Ms Raptis mentioned that the Commission has examples of situations where currently Prospectus exemptions apply (so below the thresholds) and pre-approval is done e.g. by auditors and there are problems due to conflicts of interests (as they are paid by companies). Also the stock exchanges are now for-profit entities, rather than mutual and so are also conflicted.

Ms Fabregas stressed that the Commission is not in favour of raising the exemption thresholds (what we propose in our response: to raise the fundraising threshold from 5 million to 20 million euro and number of persons/investors an offer can go to from 150 to 500 per Member State) as they believe it won’t work for all countries (as in some Member States 20 million may already exclude all their companies) and also they would like to avoid fragmentation of the market. Instead they would like to do a major simplification and alleviate the burdens of the current prospectus regime.

The Commission showed interest in some more specific prospectus simplification proposals.Ms Palinska highlighted the main proposals based on EuropeanIssuers position. Specific interest from the Commission side was devoted to a summary prospectus and the idea of replacing it with a document similar to a Key Information Document in PRIPs regulation, which was floated by some investors. They seemed to acknowledge the issues with the risk and reward indicator as well as liability and that it should not be attached to the summary itself but rather to the Prospectus itself. But at the same time they wanted to understand whether these were the main problems of this approach.

The Commission was also very interested in more detailed simplifications regarding proportionate prospectus regime, as they do acknowledge it currently does not work. They would welcome examples of countries where a national regime was built up from a scratch providing for a more “layered” approach and requiring simplified admission documents from smaller companies created specifically for them. They mentioned that while looking at AIM, they believe that their admission document is basically a simplified Prospectus (so they started with the Prospectus Directive disclosure but simply with fewer items).

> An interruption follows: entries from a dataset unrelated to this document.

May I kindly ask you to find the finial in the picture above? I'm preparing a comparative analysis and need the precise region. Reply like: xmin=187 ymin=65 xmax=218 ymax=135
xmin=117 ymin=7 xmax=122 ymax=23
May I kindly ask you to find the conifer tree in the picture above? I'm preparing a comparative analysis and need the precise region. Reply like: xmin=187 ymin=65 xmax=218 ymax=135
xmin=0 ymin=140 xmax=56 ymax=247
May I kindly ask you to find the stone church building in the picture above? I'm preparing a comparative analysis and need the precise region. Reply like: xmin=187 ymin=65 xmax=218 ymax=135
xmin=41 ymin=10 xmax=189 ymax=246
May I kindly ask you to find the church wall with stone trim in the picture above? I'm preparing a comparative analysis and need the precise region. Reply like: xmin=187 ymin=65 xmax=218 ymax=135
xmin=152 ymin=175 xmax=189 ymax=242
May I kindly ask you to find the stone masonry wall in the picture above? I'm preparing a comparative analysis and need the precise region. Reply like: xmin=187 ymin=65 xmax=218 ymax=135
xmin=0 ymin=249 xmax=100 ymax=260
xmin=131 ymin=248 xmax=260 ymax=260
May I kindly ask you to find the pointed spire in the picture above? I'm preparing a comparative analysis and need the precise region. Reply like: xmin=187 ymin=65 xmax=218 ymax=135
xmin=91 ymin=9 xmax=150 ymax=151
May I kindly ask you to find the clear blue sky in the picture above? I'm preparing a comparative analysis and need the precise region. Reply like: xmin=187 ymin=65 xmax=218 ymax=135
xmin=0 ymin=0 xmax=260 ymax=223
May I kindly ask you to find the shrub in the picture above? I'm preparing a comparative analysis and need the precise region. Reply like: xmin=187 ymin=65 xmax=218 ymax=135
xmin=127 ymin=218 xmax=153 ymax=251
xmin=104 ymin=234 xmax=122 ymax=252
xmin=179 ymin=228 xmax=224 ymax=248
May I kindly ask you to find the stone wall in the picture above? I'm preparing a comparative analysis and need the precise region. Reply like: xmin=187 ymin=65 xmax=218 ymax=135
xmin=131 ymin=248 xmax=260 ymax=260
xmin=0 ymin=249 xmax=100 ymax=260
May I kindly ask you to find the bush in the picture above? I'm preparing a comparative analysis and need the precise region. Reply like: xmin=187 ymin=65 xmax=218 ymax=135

Ms Fabregas stressed that they would like to be ambitious, simplify PD at the EU level, make sure that procedures for approval are shorter and more transparent and offer appropriate flexibility. At the same time they think that some aspects of PD work well in different countries, e.g. some seem to like the base prospectus, others the tripartite prospectus, so these may be based on national preferences, whether of companies or of the supervisory authority.

Ms Raptis mentioned that one of the reasons why prospectuses are cluttered is due to the legal advisors.Ms Haan agreed that companies find it difficult to push back against legal advisors, as most companies only go through the IPO process usually once and so do not have the necessary experience in the subject matter to challenge their advisers. The Commission was interested to hear what could be done to remedy that. Ms Palinska mentioned the educational programmes for companies like ELITE, which allow companies to meet with experts from the entire IPOs ecosystem, as well as Venture Capital and Private Placement specialists, advisers, etc. Promoting the creation of similar education programmes for companies in other Member States would be very useful for companies.

Ms Haan also pointed towards the example of NASDAQ in Denmark, where they had found that the local legal advisers were over-interpreting the requirements and so had persuaded them to scale these back.

Regarding liability regimes, the Commission had looked at possible harmonisation, but had concluded that this would be too problematic.

Concluding, the Commission would welcome any further proposals on more detailed simplification of the current prospectus for the Regulated Market, as well as of the proportional prospectus regime. The intention is that the simplification exercise will be ambitious.